Art. 8º Compete à concessionária de geração de energia elétrica;
I - Prospectar propostas de ações de revitalização de recursos hídricos, com
foco na geração de recarga das vazões afluentes e ampliação da flexibilidade operativa dos
reservatórios, sem prejudicar o uso prioritário e o uso múltiplo dos recursos hídricos, em
conformidade com as deliberações do Comitê Gestor;
II - Apresentar, para apreciação e deliberação do Comitê Gestor, as propostas
de ações de revitalização de recursos hídricos com foco na recarga das vazões aGuentes e
ampliação da Gexibilidade operativa dos reservatórios, sem prejudicar o uso prioritário e o
uso múltiplo dos recursos hídricos, observando o disposto no art. 3º do Decreto nº 10.838,
de 18 de outubro de 2021;
III - Fornecer demonstrativo dos resultados contábeis de cada ação à auditoria
independente, no fim de cada exercício;
IV - Apresentar, ao final de cada exercício, o balanço anual da ação em
implantação; e
V - Disponibilizar sítio eletrônico com informações atualizadas que permitam
aos membros do Comitê Gestor o acompanhamento das ações.

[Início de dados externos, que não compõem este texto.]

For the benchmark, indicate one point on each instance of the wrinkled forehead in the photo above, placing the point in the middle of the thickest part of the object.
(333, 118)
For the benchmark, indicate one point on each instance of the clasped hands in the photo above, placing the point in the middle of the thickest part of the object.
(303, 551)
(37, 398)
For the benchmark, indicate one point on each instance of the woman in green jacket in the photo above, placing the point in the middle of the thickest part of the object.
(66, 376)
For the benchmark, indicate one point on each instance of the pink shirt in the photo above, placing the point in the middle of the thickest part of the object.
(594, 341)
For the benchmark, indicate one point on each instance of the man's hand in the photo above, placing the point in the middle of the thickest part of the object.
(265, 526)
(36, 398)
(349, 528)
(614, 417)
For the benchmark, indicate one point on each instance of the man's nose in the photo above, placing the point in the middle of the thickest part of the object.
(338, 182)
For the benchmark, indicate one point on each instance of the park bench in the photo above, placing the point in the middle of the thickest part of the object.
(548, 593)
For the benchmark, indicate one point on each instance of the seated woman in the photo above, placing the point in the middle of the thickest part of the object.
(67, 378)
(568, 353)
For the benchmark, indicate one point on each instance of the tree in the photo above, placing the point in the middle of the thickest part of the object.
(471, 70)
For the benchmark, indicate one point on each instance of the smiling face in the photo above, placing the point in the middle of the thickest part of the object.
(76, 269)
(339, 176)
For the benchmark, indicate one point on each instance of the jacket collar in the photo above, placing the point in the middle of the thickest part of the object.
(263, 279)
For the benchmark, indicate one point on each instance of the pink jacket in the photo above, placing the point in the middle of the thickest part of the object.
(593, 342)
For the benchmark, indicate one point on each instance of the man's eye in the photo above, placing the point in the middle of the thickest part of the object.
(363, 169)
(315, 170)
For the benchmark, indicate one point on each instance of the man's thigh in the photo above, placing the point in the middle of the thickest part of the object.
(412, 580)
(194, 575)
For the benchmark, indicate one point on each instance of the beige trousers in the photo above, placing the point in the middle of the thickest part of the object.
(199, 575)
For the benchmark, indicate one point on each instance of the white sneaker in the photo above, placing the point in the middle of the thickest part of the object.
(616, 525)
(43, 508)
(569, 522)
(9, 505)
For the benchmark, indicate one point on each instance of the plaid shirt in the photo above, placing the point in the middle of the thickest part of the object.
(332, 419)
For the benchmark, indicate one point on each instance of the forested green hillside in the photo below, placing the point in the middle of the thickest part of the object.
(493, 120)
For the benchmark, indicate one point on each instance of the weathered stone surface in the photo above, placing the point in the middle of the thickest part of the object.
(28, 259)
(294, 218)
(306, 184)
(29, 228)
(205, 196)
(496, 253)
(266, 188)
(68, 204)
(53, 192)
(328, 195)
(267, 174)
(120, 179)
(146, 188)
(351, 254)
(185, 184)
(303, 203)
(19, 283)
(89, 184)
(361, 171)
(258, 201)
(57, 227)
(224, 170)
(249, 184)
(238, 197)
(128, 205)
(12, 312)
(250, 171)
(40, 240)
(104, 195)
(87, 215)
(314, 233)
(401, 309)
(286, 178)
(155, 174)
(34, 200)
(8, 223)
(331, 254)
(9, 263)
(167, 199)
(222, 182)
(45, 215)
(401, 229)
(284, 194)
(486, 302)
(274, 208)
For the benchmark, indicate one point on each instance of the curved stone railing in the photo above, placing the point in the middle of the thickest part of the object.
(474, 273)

Art. 9º Compete à auditoria independente contratada pela concessionária de
geração de energia elétrica:
I - Requerer os relatórios elaborados pela concessionária de geração de energia
elétrica quanto à aplicação dos recursos, e outros documentos necessários à sua atuação,
dando ciência ao Comitê Gestor;
II - Avaliar a adequação e confiabilidade dos atos de desembolso praticados
pelas concessionárias de geração de energia elétrica em cada projeto;
III - Apresentar relatório crítico com avaliação da eficiência na aplicação dos
recursos, de modo a referendar ou não o emprego dos desembolsos para subsidiar as
deliberações dos Comitês Gestores;
IV - Subsidiar o Comitê Gestor no acompanhamento da curva de desembolso de
cada ação e no cumprimento de suas competências.
CAPÍTULO IV
Das Reuniões
Art. 10 O Comitê Gestor se reunirá, em caráter ordinário, trimestralmente, e,
em caráter extraordinário, mediante requerimento de qualquer membro e convocação de
seu Presidente.
§ 1º As reuniões ordinárias dos Comitês Gestores serão convocadas com
antecedência mínima de dez dias úteis.
§ 2º Em caso de reunião extraordinária, o Presidente a convocará com
antecedência mínima de quarenta e oito horas.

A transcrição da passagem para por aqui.